To use this function, I need to load a different pd.DataFrame containing synthetic timeseries at all of my study locations.

## Usage
single_synthetic_all_sites = pd.read_csv('synthetic_streamflow_single_realization_all_sites.csv', sep=',', index_col=0, parse_dates=True)

plot_correlation(Qh_all_sites, single_synthetic_all_sites, timestep='weekly')

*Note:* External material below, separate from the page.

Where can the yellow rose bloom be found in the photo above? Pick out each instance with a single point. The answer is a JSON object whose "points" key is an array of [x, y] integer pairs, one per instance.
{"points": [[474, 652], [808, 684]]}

Across the different streamflow sites, we see that the synthetic timeseries do a decent job at preserving spatial correlation, although correlation is decreased for sites which are not strongly correlated in the historic record.

Conclusions

I hope these functions save you some time in your own work, and allow you expand your synthetic diagnostic considerations.

References

[1] Kirsch, B. R., Characklis, G. W., & Zeff, H. B. (2013). Evaluating the impact of alternative hydro-climate scenarios on transfer agreements: Practical improvement for generating synthetic streamflows. Journal of Water Resources Planning and Management139(4), 396-406.

[2] Nowak, K., Prairie, J., Rajagopalan, B., & Lall, U. (2010). A nonparametric stochastic approach for multisite disaggregation of annual to daily streamflow. Water Resources Research46(8).